The Facebook page for the campaign offers cheeky answers to hypothetical questions that some people, who may disagree with the campaign, could ask. For instance, in case there were people who thought that the campaign was "idiotic," the organizers said, "That's very shrewd of you. Yes, you're correct. We know that; an idiotic campaign for an idiotic man."
In another example, answering the hypothetical query about how the organizers should focus on local leadership, the organizers said, "You miss the point. We're doing this for the amusement as it will annoy him, but yes, we'll support any good ideas regarding the shower of British idiots who run our own country."
It could be a surprise to some but there are quite a few Americans who also support the British campaign, if you look at the comments below the Facebook post. Even Canadians have expressed solidarity with the United Kingdom campaign. So, it wouldn't be wrong to say that Trump's critics come from diverse backgrounds. Transnational solidarity, if you may.

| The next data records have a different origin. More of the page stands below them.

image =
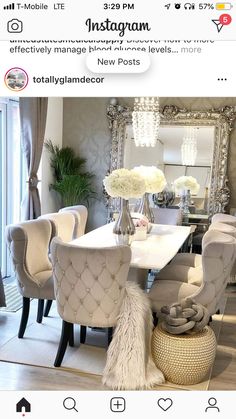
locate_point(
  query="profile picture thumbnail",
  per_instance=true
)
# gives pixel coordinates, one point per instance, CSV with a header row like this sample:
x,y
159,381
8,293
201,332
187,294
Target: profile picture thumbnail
x,y
16,79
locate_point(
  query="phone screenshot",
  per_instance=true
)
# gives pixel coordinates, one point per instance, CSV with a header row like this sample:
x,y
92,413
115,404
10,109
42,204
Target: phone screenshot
x,y
117,209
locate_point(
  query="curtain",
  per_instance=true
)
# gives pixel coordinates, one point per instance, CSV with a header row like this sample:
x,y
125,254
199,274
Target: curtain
x,y
33,115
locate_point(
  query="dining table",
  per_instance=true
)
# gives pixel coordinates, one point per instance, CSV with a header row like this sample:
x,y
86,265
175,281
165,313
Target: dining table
x,y
162,243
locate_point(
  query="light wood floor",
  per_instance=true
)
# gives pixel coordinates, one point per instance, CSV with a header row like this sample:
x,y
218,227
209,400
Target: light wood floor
x,y
23,377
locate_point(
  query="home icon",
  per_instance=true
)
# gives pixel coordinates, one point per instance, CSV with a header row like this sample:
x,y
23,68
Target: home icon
x,y
23,406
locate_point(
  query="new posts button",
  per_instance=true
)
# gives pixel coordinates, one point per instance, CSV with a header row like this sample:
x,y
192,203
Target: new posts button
x,y
118,62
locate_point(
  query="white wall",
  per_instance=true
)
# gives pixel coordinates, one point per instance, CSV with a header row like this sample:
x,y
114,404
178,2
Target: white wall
x,y
54,126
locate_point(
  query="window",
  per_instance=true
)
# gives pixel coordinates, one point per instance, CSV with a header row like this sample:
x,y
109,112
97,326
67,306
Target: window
x,y
13,173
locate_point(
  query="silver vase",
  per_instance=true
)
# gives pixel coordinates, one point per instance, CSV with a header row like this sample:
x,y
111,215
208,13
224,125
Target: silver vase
x,y
184,202
145,209
124,227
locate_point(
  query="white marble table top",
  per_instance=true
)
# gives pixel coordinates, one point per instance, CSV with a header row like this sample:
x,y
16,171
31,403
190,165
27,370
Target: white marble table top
x,y
161,245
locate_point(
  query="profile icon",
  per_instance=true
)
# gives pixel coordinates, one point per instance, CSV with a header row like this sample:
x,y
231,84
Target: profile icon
x,y
212,405
16,79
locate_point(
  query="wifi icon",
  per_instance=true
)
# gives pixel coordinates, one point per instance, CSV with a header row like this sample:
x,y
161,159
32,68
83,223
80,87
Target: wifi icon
x,y
10,6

In case you haven't heard the song, "American Idiot" is a loaded hit. It starts with Armstrong singing, "Don't wanna be an American idiot; don't want a nation under the new media; and can you hear the sound of hysteria?" to him saying, "The subliminal mind-f**k America."
From talking about the "new kind of tension" in the country, where life "isn't meant to be OK" to Armstrong singing that he's not part of a "redneck agenda," and how everyone is singing "along to the age of paranoia," Green Day's "American Idiot" is a song that can be applied to 2004 but also 2018. It's no surprise that the hit has found resonance in the other side of the pond.
But this isn't the only protest meant against Trump. In other recent examples, the mayor of London, Sadiq Khan, approved demonstrators' request to fly a huge-sized balloon that depicts Trump as a disgruntled baby with a diaper on. The balloon is expected to float over Central London. Will Trump avoid the area? According to the American ambassador to the United Kingdom, Woody Johnson, "No, the president is not avoiding anything. The president is merely trying to get as impactful a trip as he can get in a 24-hour period."
And there you have it. You can expect a gigantic baby balloon over London and a 2004 hit against poor leadership. If anything, it seems like the president's trip to the United Kingdom will be replete with all sorts of protests.